DirectX Graphics APIs explained.

Posted: January 28, 2012 by ryanlecocq in Technology

Recently I’ve been explaining this one a lot.  The increasing number of DirectX 11 games play a part, but the main culprit is The Elder Scrolls V: Skyrim.  Skyrim recommends a quad-core CPU, but uses Microsoft DirectX 10, which only partially supports quads.  I’ll explain that in detail in the DX10 section below.  Basically a lot of people have been mislead into believing that they need to upgrade when this will not actually offer much benefit for their needs.  Read on before you go into your local Best Buy or Compucare and ask them what you need to play the newest games.

 

DirectX 9 (Windows XP)

DirectX 9 is the graphics API paired with the venerable XP.  Since Windows XP experienced such popularity and longevity, most games were designed for DX9 until very recently.  DirectX 9 is also equivalent to the shader abilities of the Xbox 360 and PS3 (though the Xbox is capable of some DX10 effects), making it easy to release on all platforms with similar performance.

DX9 uses up to 2 CPU cores and generally cannot address more than 2GB of RAM.  It’s limited to Shader Model 3.0+ which includes features like normal mapping (the effect that makes flat textures look bumpy) and HDR lighting (effect package that creates realistic light sources).  Most of the graphical effects that people think of as “next-generation” are included in DirectX 9.

 

DirectX 10 (Windows Vista)

Although very few people are using Windows Vista, you will still see a lot of games designed for DX10.  The main reason for this is that it’s forward compatible with Windows 7’s DX11 and backwards compatible with the Xbox 360.  Another reason you will see DX10 used in games is because it’s sort of a “baby step” up from the familiar DX9.  Direct X 10 includes some improvements and basic versions of newer features like tessellation, but it’s main benefit is the ability to split 2 threads between 3-4 cores.

This is where Skyrim and other popular DX10 based games come in.  DirectX 10 can only use 2 threads, just like DX9, but it can split them across more cores.  This means you can use the cache and front-side bus link of each core, but it only uses the equivalent of 2 cores worth of usage.  So on a quad-c0re, the game is only running at up to 50% of each core.  This can be only a negligible improvement or even offer worse performance if your quad is slower per core than your old dual.  So for example the best CPU for Skyrim would be a dual-core i5 with high clock speeds over a quad-core i7 with slower speeds per core and the same cache per core.

 

DirectX 11 (Windows 7)

Until Windows 8 rolls out with DirectX 12, DX11 is currently the highest level of graphics implementation in PC games.  Besides all of the fancy light diffusion and anti-aliasing tech in DX11, the big benefit is the utilization of 4-6 or even potentially more CPU cores up to 100%.  DirectX 11 is also fully 64-bit down to it’s bones, so addressing all that RAM you have is no problem.  This is the leap in API technology that allows an extremely inexpensive laptop like my Asus K53TA to play a game like Deus Ex: Human Revolution with maxed settings at 40-60fps.  All 4 of those inexpensive AMD A6 cores are being used at 70-85% to crank out that smooth framerate.  The Radeon 6000 mobile GPU is fully utilizing it’s shader pipelines in the ideal pattern to handle the fancy lighting effects.  Forcing the game to run in DX9 would kill my frames anywhere from 20-50%.

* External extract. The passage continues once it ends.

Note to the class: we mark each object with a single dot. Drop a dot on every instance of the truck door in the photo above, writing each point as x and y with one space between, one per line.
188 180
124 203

Although DirectX 11 is becoming more and more standard for high end PC games as Windows 7 becomes the OS standard, it is currently being held back by the consoles.  Many of the most popular games like Skyrim and BatmanL Arkham City feature either no DX11 support or extremely poorly implemented support.  Since the Xbox, Playstation and low-midrange PC market are 80-90% of their target, this is hard to fault.  With a new batch of consoles, we will hopefully see this change.  For now though, unless your game supports DX11, you are wasting your money buying a quad-core and more RAM for the purpose of gaming.  The absolute fastest way to run any DX9-10 game is with a dual-core with the fastest clocks and largest caches possible.  So you could save yourself a lot of money by buying an i5 with a 6MB L3 cache.  It will run the shit out of Skyrim and Batman, which I know a few i7 and Phenom II owners would kill for right now.